I rubbed my face in my hands. “Well, there’s one hell of a lot of talent in this country going to waste then.”

“Yes, sir.” Lawrence sat and waited. It was my choice.

I smiled. It was no choice at all. This was the right girl. The other families were out of the picture.

I looked over. “All right, Lawrence. We’ll do this. I’ll go back tomorrow, talk to her.” I thought for a minute. “What I need you to do is to research what support programs we can get for homeless disabled vets. See what we can make available with enough money thrown at it behind the scenes.” I saw his eyebrow quirk. I grinned. I was sure he thought he’d perfected the expressionless look, but that little quirk, tiny enough to be unnoticed by anyone else, told me exactly what he was thinking. “There’s a homeless vet she gives coffee to and lets sit in the diner all day,” I explained. “She’ll never leave there if she thinks the owner will throw him out.”
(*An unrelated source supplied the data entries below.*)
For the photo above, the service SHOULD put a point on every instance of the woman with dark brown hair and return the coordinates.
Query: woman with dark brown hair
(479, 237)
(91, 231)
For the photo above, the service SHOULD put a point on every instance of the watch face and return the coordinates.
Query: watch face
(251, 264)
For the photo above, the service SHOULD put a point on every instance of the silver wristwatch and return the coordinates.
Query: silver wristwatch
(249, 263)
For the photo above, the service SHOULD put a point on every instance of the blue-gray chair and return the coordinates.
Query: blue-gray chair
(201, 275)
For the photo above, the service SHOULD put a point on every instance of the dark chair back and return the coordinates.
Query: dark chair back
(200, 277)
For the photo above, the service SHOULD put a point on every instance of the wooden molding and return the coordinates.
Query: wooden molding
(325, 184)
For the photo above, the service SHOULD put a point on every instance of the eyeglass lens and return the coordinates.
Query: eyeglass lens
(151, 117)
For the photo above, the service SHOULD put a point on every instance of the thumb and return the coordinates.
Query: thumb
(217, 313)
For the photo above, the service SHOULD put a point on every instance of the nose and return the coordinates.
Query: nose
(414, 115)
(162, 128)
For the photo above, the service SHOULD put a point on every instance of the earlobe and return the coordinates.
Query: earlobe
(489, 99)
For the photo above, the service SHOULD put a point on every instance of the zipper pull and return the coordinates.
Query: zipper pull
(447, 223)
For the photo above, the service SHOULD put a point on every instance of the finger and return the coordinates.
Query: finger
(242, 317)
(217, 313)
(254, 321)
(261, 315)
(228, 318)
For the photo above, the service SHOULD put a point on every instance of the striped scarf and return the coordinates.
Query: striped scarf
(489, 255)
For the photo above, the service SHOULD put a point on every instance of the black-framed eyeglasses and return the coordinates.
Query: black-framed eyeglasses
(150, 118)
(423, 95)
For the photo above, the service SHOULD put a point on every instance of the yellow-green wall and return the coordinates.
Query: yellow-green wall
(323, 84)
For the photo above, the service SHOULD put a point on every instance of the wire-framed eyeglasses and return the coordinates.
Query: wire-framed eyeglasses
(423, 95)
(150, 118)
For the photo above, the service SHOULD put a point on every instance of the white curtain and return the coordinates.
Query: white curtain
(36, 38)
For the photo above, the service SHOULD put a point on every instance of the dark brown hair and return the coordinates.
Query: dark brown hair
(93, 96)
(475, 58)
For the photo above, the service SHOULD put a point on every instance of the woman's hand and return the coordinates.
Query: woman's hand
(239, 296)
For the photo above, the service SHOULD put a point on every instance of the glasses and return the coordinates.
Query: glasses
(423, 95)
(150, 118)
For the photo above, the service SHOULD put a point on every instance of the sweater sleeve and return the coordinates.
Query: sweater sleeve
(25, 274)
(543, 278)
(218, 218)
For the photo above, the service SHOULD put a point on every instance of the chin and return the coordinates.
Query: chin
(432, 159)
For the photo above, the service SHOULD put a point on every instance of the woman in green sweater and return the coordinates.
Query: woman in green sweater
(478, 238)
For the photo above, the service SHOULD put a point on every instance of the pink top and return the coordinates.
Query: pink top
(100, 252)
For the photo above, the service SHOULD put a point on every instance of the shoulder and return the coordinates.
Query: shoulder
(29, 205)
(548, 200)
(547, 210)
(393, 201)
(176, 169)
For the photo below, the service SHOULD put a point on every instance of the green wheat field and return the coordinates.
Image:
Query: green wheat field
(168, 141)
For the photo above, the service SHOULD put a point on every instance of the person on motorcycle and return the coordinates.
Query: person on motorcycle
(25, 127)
“Yes, sir.” Lawrence made a note.

“Oh, and what you said.”

He looked up at me. “What I said?”

“Yes. What you said. I don’t like to think of wasted talent. Let’s think about some sort of non profit foundation. There’s too much money goes abroad and doesn’t help young people over here.”

He made another note. “Whatever you say, sir.”

“Yes.” I leaned forward. “But we’ll need to find someone good to set it up. And someone even better to keep tabs on the money, makes sure it goes to where it’s needed.” I had an idea. “Maybe it’s something that the girl would like to get her teeth into. Helping people who are in the same position she’s been in.” I felt good. That might be a way to persuade her. That and a program for the vet.

“Well, maybe, sir. But she’ll be away of course. I’ve got the prospectus here, and I’ve made a provisional reservation.”

It was my turn to look puzzled.

“The finishing school, sir.” Lawrence held out the glossy brochure. “Switzerland.” He smiled. “It’ll be quite a change for her.”

I took the brochure mechanically. That was going to be a problem. I couldn’t just let her go. I’d only just found her. How the hell was I going to explain this?

I nodded at him. “All right, Lawrence. I need to think what I’m going to say to her tomorrow. You get on with that.”

He took the hint and rose from the sofa. “Yes, sir. You have lunch booked for twelve-forty-five, and a meeting with the team over at your office at three-thirty. I’ve booked the car for three.”

I nodded at him. I’d better go to that. My newest app was nearing completion. This one was my baby. My chess app. My hand dropped over the arm of the chair, where the old chess set stood. Heavy, individually-carved pieces, I’d loved it since I was a small boy.

I’d played childish battles with the pieces, the knights fighting, clashing in my pudgy fingers long before I learned to play properly with that very same set.

My hand found the queen, my fingers smoothing up the elegant sweep of jade.

I found myself thinking of Toni. Her body, tall and stately, a gown swirling around her body and legs. Fuck! My cock hardened and I dropped the piece. I was up, pacing to and fro. I had to control myself, had to think what I was doing. She wasn’t a suitable bride at all. She needed training to become a wife to Edward, a guardian of our birthright. That meant finishing school.

I absolutely couldn’t take her as mine. I didn’t want a partner. I didn’t need the complications. I was a loner. I liked my house the way I liked it. I didn’t want to live at anyone’s beck and call, didn’t want to have to consider other people’s feelings.

There was a quiet knock at the door. David came in. “Luncheon is served, sir.”

“Thank you, David.” I nodded at him and he closed the door quietly behind him. Suddenly I realized ruefully that with staff and employees I already lived at the service of others. They relied on me, on my fairness and respect for them. I shrugged, and picked up the folder of information again to read in the car after lunch.

Maybe these things would sort themselves out.